John sollevò la borsa del suo portatile – dove aveva infilato una camicia e un cambio di boxer – e seguì con passi pesanti il collega. Chiunque si voltasse a guardarlo, si beccava un’occhiata torva da parte sua. Riuscì a raggiungere Robert e la donna con due ampie falcate.
Arrivarono al bancone insieme, e John sentì Robert che completava la frase con: “… magari in un posto più privato?”

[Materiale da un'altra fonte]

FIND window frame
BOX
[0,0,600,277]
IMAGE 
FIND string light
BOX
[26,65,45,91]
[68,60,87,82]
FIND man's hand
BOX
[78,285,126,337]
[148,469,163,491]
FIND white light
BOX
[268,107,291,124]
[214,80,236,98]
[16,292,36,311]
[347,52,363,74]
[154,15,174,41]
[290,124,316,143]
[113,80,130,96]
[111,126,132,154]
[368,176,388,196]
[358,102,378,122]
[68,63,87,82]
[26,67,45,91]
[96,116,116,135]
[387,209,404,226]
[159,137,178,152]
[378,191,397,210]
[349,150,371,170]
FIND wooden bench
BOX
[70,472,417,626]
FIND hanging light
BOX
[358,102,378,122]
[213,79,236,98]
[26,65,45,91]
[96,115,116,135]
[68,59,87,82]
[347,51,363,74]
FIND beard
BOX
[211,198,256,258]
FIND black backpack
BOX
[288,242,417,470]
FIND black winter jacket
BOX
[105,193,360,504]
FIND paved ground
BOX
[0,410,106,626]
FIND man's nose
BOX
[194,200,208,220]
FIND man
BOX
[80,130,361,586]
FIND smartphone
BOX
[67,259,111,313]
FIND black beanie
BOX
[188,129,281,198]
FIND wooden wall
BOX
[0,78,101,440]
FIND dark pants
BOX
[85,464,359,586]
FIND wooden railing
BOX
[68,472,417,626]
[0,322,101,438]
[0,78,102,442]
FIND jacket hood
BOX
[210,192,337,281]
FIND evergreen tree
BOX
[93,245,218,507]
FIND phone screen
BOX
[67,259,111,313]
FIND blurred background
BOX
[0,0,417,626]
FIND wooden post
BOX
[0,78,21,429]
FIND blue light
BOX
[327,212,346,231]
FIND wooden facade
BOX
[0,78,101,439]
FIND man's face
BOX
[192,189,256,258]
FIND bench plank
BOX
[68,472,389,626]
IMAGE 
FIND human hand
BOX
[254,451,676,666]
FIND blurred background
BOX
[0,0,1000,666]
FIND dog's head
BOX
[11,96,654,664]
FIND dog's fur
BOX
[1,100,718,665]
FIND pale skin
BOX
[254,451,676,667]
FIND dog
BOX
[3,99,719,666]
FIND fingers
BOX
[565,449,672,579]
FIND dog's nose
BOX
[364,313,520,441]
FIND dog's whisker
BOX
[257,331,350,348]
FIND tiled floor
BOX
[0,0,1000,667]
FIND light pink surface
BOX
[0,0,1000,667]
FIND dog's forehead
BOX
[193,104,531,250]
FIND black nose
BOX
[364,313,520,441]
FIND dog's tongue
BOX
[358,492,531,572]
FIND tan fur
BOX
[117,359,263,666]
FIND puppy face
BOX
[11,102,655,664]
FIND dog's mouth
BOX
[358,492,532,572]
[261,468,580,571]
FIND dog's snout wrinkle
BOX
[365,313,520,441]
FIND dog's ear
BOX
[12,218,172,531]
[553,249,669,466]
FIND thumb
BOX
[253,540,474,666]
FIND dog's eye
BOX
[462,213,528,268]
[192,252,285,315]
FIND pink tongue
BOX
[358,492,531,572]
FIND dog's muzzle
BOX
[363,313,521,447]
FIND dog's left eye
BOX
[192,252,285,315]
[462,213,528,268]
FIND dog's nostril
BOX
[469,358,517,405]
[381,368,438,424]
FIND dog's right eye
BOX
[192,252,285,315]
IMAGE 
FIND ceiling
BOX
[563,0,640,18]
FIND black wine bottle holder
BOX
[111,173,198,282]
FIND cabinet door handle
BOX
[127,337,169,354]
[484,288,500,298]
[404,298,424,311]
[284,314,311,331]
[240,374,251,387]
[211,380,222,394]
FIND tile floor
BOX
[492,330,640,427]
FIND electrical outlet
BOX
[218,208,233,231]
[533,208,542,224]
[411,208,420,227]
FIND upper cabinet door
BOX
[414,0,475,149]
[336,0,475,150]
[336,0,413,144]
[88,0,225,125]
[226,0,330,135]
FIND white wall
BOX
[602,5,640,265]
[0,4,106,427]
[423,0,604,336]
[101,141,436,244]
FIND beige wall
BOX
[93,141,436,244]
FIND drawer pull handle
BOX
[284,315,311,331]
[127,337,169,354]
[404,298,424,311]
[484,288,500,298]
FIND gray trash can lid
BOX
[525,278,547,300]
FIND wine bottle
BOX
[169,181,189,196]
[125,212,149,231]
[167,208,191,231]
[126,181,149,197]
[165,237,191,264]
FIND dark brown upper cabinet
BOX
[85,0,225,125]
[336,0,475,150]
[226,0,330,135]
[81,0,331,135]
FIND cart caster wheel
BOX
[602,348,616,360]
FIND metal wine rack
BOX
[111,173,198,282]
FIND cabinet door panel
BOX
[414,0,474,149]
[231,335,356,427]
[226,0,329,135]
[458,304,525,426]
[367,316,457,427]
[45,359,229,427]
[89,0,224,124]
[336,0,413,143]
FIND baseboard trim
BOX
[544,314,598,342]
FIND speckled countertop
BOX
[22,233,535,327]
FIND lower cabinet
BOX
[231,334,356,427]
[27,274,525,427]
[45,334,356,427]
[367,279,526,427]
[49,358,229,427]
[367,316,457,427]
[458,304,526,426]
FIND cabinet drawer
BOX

Maria appoggiò un braccio sul bancone e lanciò un’occhiata significativa all’uomo che stava al computer, nascosto dietro al divisorio in marmo. L’impiegato fece un cenno di saluto con il capo, poi si allontanò velocemente, portandosi dall’altra parte della lunga parete divisoria.
Dal canto suo, Maria abbassò la voce e disse sommessamente: “Il signore e la signora Hanes venivano qui da sempre, per quanto ricordo. Una volta all’anno.”
“Ah,” disse Robert. “Ma lei è così giovane! Non può essere poi da chissà quanto tempo, no?”
Maria si fece sfuggire una risatina e John si sentì rivoltare lo stomaco. “Lavoro qui da quasi quindici anni,” disse la donna. “Ho iniziato come cameriera e mi sono fatta strada. Serviamo solo la clientela più prestigiosa . Come sono sicura lei saprà.”